Venice and Milan are two of Italy’s top cities to visit and tourists often rush between them on the fast train. But if you have a little extra time there are several beautiful, historic places to stop along the rail line between Milan and Venice. These cities can be visited as day trips but spending the night in one or two of them will give you a chance to really get the feel of the place.
- Book train tickets on Select Italy in US dollars.
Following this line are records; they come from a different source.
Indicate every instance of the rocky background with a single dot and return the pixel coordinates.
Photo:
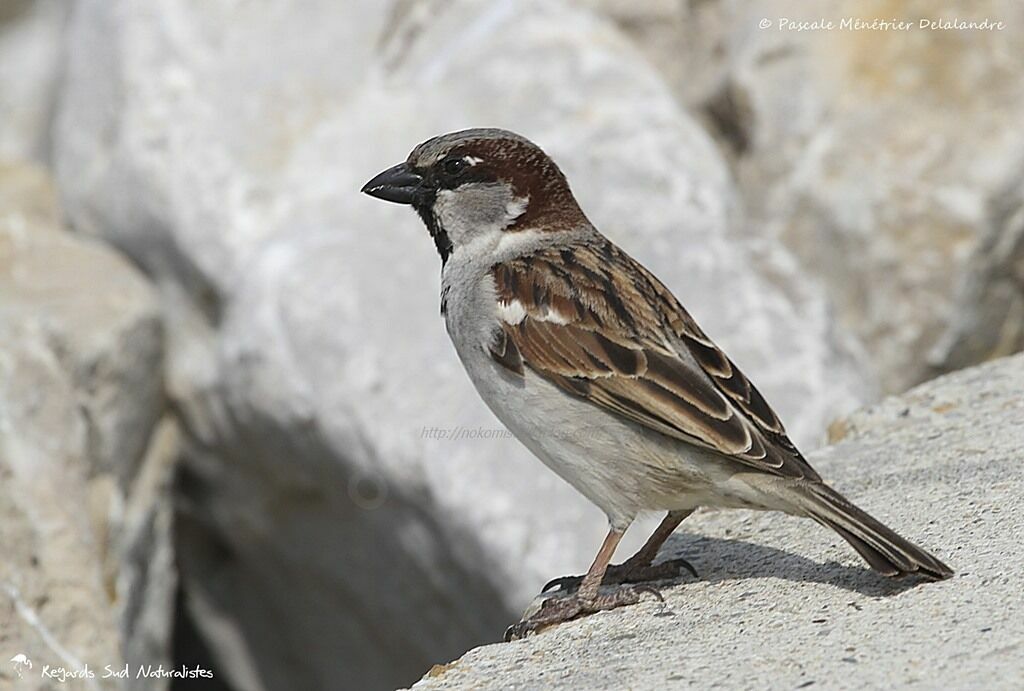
(221, 369)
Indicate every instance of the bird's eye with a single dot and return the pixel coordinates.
(454, 166)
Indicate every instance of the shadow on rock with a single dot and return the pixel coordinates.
(719, 560)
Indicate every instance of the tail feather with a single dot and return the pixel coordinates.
(885, 551)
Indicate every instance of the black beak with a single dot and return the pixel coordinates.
(398, 183)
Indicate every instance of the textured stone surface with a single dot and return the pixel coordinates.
(80, 354)
(31, 33)
(784, 604)
(305, 351)
(887, 160)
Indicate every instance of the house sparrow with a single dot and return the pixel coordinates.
(600, 372)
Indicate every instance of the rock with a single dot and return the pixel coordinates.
(80, 392)
(31, 35)
(53, 605)
(850, 146)
(781, 600)
(305, 352)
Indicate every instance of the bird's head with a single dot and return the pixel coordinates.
(473, 183)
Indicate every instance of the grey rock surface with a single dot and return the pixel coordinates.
(782, 603)
(80, 393)
(305, 352)
(31, 52)
(850, 147)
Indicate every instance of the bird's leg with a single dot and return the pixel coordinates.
(588, 598)
(640, 567)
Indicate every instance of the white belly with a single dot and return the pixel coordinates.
(615, 464)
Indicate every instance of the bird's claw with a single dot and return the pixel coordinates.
(628, 573)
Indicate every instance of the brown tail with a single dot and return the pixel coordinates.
(884, 550)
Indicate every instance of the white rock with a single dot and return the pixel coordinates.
(80, 392)
(31, 34)
(885, 159)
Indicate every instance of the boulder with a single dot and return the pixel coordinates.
(31, 35)
(321, 511)
(783, 600)
(850, 147)
(80, 393)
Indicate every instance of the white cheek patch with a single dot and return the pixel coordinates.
(511, 312)
(516, 207)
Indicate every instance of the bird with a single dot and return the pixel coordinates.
(600, 372)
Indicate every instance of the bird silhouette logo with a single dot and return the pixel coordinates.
(20, 661)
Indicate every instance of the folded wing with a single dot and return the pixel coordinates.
(595, 322)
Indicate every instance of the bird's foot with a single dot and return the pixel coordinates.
(557, 610)
(629, 573)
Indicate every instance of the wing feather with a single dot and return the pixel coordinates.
(603, 329)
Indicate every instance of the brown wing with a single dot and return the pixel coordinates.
(595, 322)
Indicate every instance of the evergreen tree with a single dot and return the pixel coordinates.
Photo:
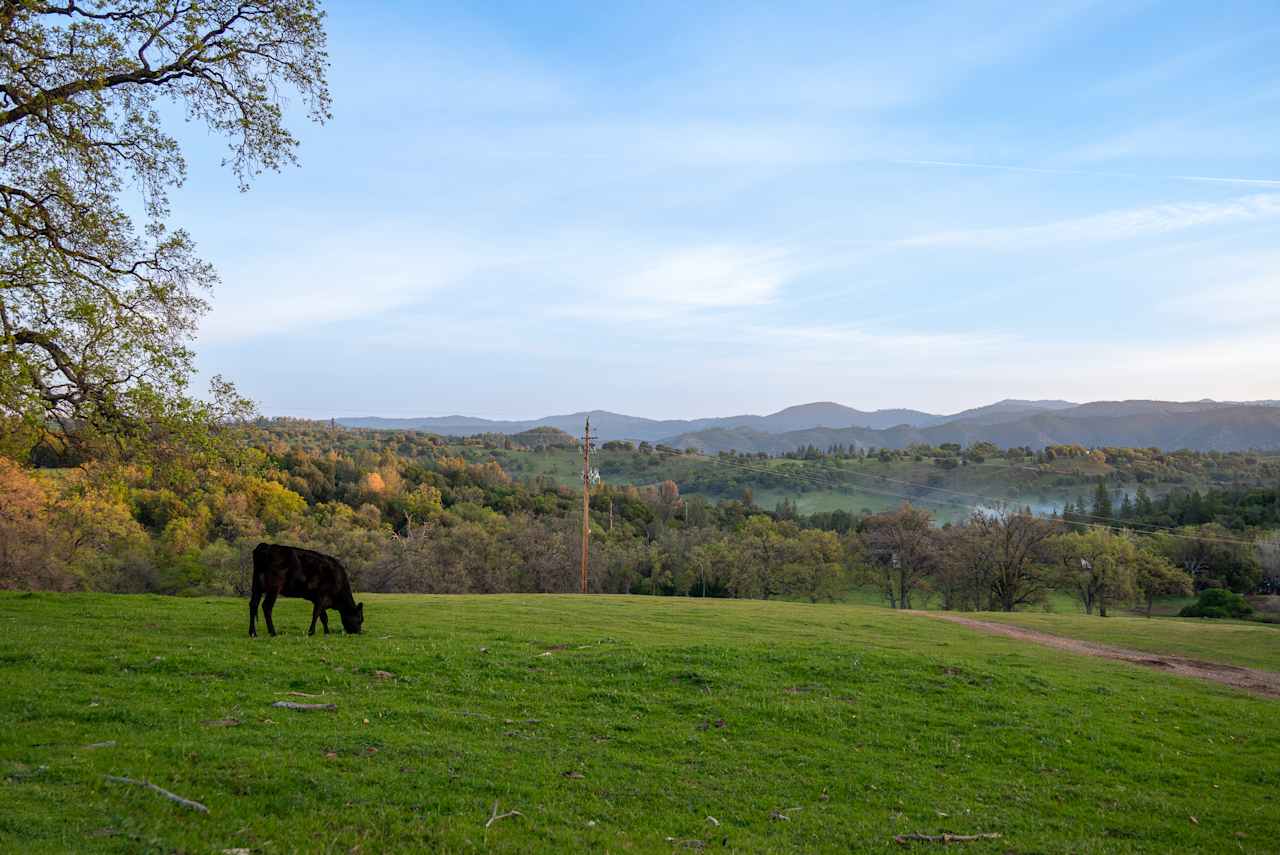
(1143, 504)
(1102, 508)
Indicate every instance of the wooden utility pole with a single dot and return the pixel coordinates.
(586, 495)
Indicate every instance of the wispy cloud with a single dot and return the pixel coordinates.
(1112, 225)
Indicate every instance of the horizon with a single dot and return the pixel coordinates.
(772, 412)
(726, 209)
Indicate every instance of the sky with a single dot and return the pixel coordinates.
(682, 210)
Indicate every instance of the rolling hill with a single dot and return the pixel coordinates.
(1202, 425)
(1220, 428)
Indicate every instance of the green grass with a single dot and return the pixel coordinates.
(855, 722)
(1238, 643)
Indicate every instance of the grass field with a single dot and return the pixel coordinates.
(611, 725)
(1238, 643)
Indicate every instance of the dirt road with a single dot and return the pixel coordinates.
(1260, 682)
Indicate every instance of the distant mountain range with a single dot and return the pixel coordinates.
(1202, 425)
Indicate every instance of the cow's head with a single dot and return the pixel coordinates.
(353, 620)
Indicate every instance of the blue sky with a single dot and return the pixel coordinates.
(703, 209)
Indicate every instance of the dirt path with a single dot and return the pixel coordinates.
(1260, 682)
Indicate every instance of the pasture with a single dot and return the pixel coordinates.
(613, 723)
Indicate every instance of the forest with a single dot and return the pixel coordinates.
(416, 512)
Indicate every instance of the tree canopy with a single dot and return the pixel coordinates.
(96, 309)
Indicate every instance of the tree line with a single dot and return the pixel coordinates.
(411, 512)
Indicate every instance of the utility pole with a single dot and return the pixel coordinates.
(586, 495)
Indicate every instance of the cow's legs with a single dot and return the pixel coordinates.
(252, 612)
(268, 604)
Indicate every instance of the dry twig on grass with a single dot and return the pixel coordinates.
(494, 817)
(170, 796)
(944, 839)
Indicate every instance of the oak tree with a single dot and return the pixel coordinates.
(97, 305)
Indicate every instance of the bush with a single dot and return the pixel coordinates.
(1217, 602)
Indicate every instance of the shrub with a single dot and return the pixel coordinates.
(1217, 602)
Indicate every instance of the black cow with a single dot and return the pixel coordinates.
(287, 571)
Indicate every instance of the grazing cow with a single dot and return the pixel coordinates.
(287, 571)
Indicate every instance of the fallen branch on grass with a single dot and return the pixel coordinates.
(497, 815)
(944, 839)
(170, 796)
(289, 704)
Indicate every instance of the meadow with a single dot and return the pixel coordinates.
(612, 723)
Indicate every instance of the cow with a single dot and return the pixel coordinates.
(287, 571)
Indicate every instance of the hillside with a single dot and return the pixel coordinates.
(1130, 424)
(1201, 425)
(618, 723)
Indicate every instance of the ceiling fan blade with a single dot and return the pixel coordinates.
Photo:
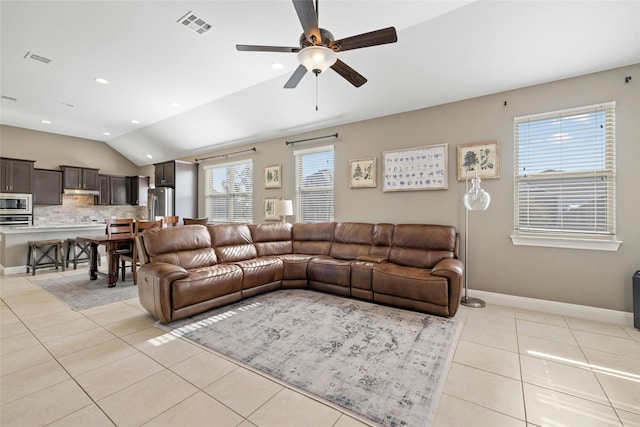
(351, 75)
(309, 20)
(296, 77)
(252, 48)
(373, 38)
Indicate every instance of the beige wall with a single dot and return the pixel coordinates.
(592, 278)
(585, 277)
(51, 150)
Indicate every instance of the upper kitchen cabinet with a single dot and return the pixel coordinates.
(165, 174)
(16, 176)
(48, 187)
(76, 178)
(139, 190)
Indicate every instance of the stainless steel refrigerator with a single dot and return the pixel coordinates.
(161, 202)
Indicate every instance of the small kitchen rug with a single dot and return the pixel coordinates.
(79, 292)
(385, 365)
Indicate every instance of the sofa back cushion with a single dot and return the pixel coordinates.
(271, 238)
(422, 245)
(189, 247)
(313, 239)
(232, 242)
(351, 239)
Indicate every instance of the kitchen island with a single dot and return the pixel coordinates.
(13, 240)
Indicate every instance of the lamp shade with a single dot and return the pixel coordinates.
(476, 199)
(317, 58)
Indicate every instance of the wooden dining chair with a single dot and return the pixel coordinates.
(169, 221)
(140, 226)
(191, 221)
(122, 227)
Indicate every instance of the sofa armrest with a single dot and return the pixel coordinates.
(453, 270)
(373, 258)
(154, 287)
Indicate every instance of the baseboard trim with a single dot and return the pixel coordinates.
(555, 307)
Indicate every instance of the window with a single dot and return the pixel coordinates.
(229, 192)
(314, 184)
(565, 178)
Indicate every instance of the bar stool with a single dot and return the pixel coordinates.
(45, 258)
(77, 252)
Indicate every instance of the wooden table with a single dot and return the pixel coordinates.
(111, 244)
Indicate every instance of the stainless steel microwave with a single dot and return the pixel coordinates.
(15, 203)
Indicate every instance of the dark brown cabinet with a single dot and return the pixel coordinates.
(113, 190)
(48, 187)
(76, 178)
(16, 176)
(138, 190)
(165, 174)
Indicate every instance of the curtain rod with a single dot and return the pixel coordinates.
(225, 155)
(335, 135)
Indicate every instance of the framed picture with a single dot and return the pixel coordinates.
(482, 158)
(271, 208)
(273, 176)
(362, 173)
(420, 168)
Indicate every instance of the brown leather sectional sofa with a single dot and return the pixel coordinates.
(190, 269)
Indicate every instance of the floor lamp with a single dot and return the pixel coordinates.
(475, 199)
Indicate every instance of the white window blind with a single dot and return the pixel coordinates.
(565, 173)
(229, 192)
(314, 184)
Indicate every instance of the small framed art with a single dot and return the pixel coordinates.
(362, 173)
(480, 159)
(271, 208)
(273, 176)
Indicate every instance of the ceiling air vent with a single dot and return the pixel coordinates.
(38, 58)
(195, 23)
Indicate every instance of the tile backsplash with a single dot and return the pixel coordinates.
(81, 208)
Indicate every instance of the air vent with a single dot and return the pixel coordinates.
(38, 58)
(195, 23)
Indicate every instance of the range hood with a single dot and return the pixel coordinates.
(81, 192)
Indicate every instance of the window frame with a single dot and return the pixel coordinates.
(298, 159)
(230, 195)
(569, 231)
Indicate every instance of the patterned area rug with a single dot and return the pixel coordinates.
(384, 364)
(79, 292)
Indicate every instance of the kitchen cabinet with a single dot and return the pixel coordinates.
(165, 174)
(76, 178)
(113, 190)
(138, 190)
(16, 176)
(48, 187)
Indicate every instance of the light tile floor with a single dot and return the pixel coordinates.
(110, 366)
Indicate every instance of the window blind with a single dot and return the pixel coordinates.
(229, 192)
(314, 184)
(565, 172)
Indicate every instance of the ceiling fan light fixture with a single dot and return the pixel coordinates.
(317, 59)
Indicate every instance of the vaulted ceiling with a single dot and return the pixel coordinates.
(191, 93)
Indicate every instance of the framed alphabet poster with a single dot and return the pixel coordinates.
(419, 168)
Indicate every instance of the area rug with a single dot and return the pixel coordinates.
(384, 364)
(79, 292)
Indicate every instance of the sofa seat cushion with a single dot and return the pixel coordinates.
(260, 271)
(411, 283)
(329, 270)
(204, 284)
5 Places to Visit Along the Train Line
- Padua, or Padova, is a beautiful city known for the Basilica of Saint Anthony of Padua, Europe’s oldest botanical garden, Giotto’s fresco cycle inside the Scrovegni Chapel, its 13th century university and medical school, and Prato della Valle, said to be the biggest piazza in Italy. Between Piazza dei Frutti and Piazza delle Erbe is a big covered market bordering both squares below the elegant Palazzo della Ragione, as well as cafes and restaurants. Shopping streets run near the two squares also.
There’s lots to see and do in Padua so I recommend at least two days, or longer if you want to visit Vicenza, or even Venice, as a day trip from there. Find a hotel in Padua.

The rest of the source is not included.